Anlaß zu genauen klinischen Untersuchungen waren kardiotoxische Befunde aus der präklinischen Prüfung des Arzneimittels. Sparfloxacin kann zu einer Verlängerung der QT-Zeit im EKG führen. Die Effekte
waren ähnlich wie nach Gabe von Erythromycin. Die Anwendung von Sparfloxacin bei Patienten mit bekannter QT-Zeitverlängerung oder bei gleichzeitiger Anwendung von Arzneimitteln mit
QT-zeitverlängernder Wirkung (bzw. Torsades de Pointes-induzierender Wirkung) ist nicht ratsam.
Sparfloxacin (ZAGAM) ist ein neues Fluorchinolon, das sich von den bereits bekannten Derivaten vor allem durch eine verbesserte Aktivität gegenüber Pneumokokken auszeichnet. Die kinetischen Eigenschaften erlauben eine einmal tägliche orale Gabe (400 mg initial, dann täglich 200 mg).
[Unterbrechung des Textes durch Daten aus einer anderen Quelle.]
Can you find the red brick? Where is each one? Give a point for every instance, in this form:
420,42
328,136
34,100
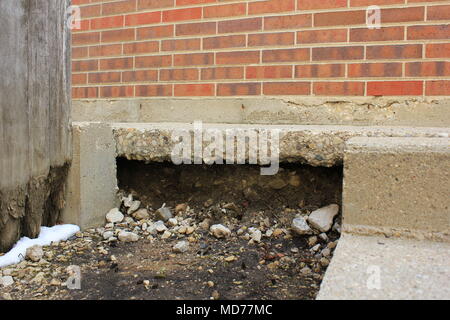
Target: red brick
241,25
104,77
140,75
222,73
337,53
429,32
271,39
193,59
428,69
200,28
197,90
220,42
270,6
438,50
287,88
268,72
286,55
84,93
142,18
368,70
322,36
438,88
320,4
181,45
141,47
320,71
237,57
394,51
228,10
155,32
238,89
158,90
116,63
153,61
288,22
181,14
179,74
117,92
339,88
395,88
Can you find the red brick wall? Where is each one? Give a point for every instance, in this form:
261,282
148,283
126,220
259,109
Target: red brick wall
177,48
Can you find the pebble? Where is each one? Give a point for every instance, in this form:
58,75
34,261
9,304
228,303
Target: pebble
114,216
172,222
125,236
322,219
34,253
300,226
135,205
141,214
181,247
220,231
6,281
164,214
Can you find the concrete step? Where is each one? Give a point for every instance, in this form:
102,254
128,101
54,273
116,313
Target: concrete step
397,186
374,267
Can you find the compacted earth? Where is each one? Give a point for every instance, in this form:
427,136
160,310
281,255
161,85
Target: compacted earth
179,253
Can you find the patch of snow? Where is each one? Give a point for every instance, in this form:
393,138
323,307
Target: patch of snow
46,237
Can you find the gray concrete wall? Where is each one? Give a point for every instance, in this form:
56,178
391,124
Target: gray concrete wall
34,115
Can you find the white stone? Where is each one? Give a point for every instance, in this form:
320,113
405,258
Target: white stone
322,219
300,226
172,222
114,216
125,236
34,253
220,231
6,281
181,247
134,206
108,234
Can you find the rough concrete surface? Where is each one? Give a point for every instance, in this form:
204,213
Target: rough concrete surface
382,268
365,111
92,183
400,185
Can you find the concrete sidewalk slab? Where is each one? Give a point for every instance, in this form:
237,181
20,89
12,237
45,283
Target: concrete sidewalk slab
397,186
387,268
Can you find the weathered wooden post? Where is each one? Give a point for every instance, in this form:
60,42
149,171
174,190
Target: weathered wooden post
35,137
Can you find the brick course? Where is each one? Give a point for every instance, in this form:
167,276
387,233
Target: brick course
188,48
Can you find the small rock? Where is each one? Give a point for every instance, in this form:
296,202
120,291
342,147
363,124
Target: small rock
166,235
6,281
125,236
324,262
322,219
164,214
114,216
172,222
181,247
323,236
35,253
256,236
215,295
182,207
160,226
300,226
220,231
135,205
141,214
108,234
312,241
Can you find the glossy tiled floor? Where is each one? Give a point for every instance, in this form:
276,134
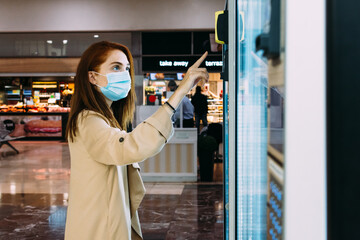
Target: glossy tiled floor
34,193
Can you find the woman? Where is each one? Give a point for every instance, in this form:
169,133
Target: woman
105,186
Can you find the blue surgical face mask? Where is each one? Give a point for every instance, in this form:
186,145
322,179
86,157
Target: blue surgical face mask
118,87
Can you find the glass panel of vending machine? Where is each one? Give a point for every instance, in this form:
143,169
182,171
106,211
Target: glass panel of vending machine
258,131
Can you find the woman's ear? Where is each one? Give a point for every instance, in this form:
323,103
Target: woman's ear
91,76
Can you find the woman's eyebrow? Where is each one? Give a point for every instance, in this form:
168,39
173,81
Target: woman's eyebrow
128,64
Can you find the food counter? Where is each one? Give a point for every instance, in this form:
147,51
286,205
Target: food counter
36,123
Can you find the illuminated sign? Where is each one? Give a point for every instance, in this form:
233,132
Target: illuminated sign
179,64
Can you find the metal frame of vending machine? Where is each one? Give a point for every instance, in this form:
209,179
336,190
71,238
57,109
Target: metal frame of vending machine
297,174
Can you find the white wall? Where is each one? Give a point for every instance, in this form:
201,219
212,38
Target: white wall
107,15
305,121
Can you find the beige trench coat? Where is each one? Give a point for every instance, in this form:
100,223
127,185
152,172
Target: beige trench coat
103,200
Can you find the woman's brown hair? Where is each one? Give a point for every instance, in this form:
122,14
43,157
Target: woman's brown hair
87,97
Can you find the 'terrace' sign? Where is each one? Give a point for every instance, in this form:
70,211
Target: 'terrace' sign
179,64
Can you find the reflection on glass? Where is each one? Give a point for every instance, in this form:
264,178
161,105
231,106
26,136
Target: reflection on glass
251,124
276,112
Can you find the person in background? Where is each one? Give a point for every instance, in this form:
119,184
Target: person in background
187,107
199,101
106,188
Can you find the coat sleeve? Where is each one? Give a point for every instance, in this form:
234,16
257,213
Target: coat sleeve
111,146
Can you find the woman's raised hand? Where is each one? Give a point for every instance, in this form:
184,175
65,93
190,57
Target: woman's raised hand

Ein im Vergleich zu anderen Chinolonen relativ ausgeprägtes phototoxisches Potential schränkt die Anwendbarkeit des Präparates ein. Insgesamt stellt die Entwicklung von Sparfloxacin jedoch einen therapeutischen Fortschritt dar, insbesondere unter dem Aspekt der auch in Deutschland zu erwartenden zunehmenden Resistenz von Pneumokokken und des sich verändernden Patientengutes. Bei multiresistenten Tuberkulosen könnte Sparfloxacin zu einer interessanten Alternative werden.
1. BAQUERO F, CANTON R. In-vitro activity of sparfloxacin in comparison
with currently available
antimicrobials
against respiratory tract pathogens.
J Antimicrob Chemother. 1996 May;37 Suppl
A:1-18.
2. MONTAY G. Pharmacokinetics of sparfloxacin in healthy
volunteers and patients: a review.
J Antimicrob Chemother. 1996 May;37 Suppl
A:27-39.
3. AUBIER M, LODE H et al. Sparfloxacin for the treatment of
community-acquired pneumonia: a pooled
data
analysis of two studies. J Antimicrob Chemother. 1996 May;37 Suppl A:73-82.
4. RUBINSTEIN E. Safety profile of sparfloxacin in the treatment
of respiratory tract infections.
J Antimicrob Chemother. 1996 May;37 Suppl
A:145-60.
Sparfloxacin wurde mit Beginn des Jahres 2001 in Deutschland aus dem Handel genommen.